Karl Nolle, MdL

BILD-Zeitung Dresden, 04.05.2001

Rechnungshof forderte schon 1994: 92 Mark Miete pro qm wären gerecht

Vermerk des Landesrechnungshofes ist purer Sprengstoff
 
DRESDEN. Staatskanzleichef Georg Brüggen (42) hatte vor vier Wochen „brutalstmögliche“ Aufklärung der Putzfrauenaffäre versprochen. Das stellt sich nun die Frage: Warum hält er die Anlagen zu seinem Bericht geheim? – Vielleicht, weil sich ein Vermerk des Landesrechnungshofes darunter befindet? Der ist nämlich purer Sprengstoff!

Im Mai 1994 schickte Karl Knief, damals Direktor des Rechnungshofes, unter dem Aktenzeichen II-0411000H1L einen Vermerk an den damaligen Finanzstaatssekretär Karl-Heinz Carl. Betreff: „Querschnittsprüfung Nutzung von Liegenschaften für Gästehäuser u. ä., hier: Wohnsitz und Gästehaus des Ministerpräsidenten Schevenstraße“.

Darin prangerte er damals schon die Privilegien der Dauergäste in der Schevenstraße an. In dem Schreiben (liegt BILD vor) stand schon fast alles, was den Biedenkopfs heute vorgeworfen wird.
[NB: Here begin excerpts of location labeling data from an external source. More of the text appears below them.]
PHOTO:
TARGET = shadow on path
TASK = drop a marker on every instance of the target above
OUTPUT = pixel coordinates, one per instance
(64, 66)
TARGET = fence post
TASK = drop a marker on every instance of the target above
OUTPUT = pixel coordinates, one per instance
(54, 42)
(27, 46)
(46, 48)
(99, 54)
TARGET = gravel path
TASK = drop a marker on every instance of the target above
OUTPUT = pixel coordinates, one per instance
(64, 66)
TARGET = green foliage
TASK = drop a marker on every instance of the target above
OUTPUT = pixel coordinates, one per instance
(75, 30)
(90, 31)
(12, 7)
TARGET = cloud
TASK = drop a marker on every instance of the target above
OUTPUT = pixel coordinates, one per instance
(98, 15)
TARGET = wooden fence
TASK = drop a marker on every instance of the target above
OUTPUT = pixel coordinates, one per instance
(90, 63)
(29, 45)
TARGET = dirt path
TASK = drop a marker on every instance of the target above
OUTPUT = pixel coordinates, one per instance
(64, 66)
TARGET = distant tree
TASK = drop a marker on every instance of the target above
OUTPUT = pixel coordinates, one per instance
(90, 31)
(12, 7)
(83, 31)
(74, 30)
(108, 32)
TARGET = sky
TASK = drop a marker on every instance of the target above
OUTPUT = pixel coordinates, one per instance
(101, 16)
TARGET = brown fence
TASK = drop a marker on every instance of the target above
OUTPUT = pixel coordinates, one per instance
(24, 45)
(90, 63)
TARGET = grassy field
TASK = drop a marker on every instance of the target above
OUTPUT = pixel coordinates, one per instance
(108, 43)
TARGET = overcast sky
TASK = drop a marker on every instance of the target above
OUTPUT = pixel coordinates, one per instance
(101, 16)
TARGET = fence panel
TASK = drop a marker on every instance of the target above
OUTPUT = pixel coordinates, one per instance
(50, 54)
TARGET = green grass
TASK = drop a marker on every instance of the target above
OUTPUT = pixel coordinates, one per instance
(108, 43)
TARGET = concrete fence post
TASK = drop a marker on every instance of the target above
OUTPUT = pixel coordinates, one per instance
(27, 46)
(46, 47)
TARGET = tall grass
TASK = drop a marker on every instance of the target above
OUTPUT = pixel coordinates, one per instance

Knief bemängelte z.B., der Freistaat zahle für Parkgrundstück (5710 qm) und 700 qm Nutzfläche monatlich 10.500 Mark an die Treuhand. Das sind 15 Mark Kaltmiete pro Quadratmeter. Darüber hinaus müsse Sachsen aber auch für alle anderen Kosten (Wartung und Betrieb der technischen Anlagen, Reparaturen, etc.) und fürs Personal (rund 300.000 Mark pro Jahr) aufkommen.

Allein 1992 entstanden dadurch rund 646.000 Mark Kosten. Die Mieteinnahmen beliefen sich aber nur auf 30.472 Mark. Denn ab April 1991 zahlten die Mieter 10 Mark Miete.

Knief schreibt: „Ungeklärt ist immer noch, warum eine Mietwertberechnung des Sächsischen Finanzministeriums vom 13. März 1991, die zu einer Miete von 20 DM/qm führte, nicht umgesetzt wurde.“ Eine Neufestsetzung erfolgte erst Anfang 1993! Dagegen erhoben „mehrere Mieter Einwendungen mit zum Teil widersprüchlichen Begründungen.“

Knief räumt zwar ein: „Die Amtswohnung des Ministerpräsidenten ist nicht Gegenstand der Prüfung.“ Stellt aber auch fest: „Die Haushaltspläne (1992 bis 1994) enthalten keine Ermächtigung, auf angemessene Entgelte zu verzichten.“ ... „Die Mitglieder der Staatsregierung müssen deshalb für die Nutzung von Räumen kostendeckende Entgelte zahlen.“

Knief: „Das Grundstück ist ohne Zweifel Mietpreis ungebunden... Für 1992 und die folgende Jahre war der Verzicht auf die Feststellung der tatsächlichen Kosten nicht mehr vertretbar.“

Und dann berechnet der Rechnungshofdirektor die angemessenen Entgelte: Für 1992 rund 77 Mark pro Quadratmeter, für 1993 sogar 92 Mark! Denn: „Im Grunde handelt es sich um eine hotelähnliche Unterbringung.“ Durch die viel zu geringen Einnahmen seien dem Freistaat bis zu 306.000 Mark pro Jahr entgangen.

Knief bat den Finanzstaatssekretär bis Ende Mai 1994 um Stellungnahme. Der schickte das Papier sogleich an Biedenkopfs Staatskanzlei. Regierungssprecher Michael Sagurna (45): „Aber in unserem Haus ist der Brief irgendwie verschwunden...“
(Dieter Schlüter)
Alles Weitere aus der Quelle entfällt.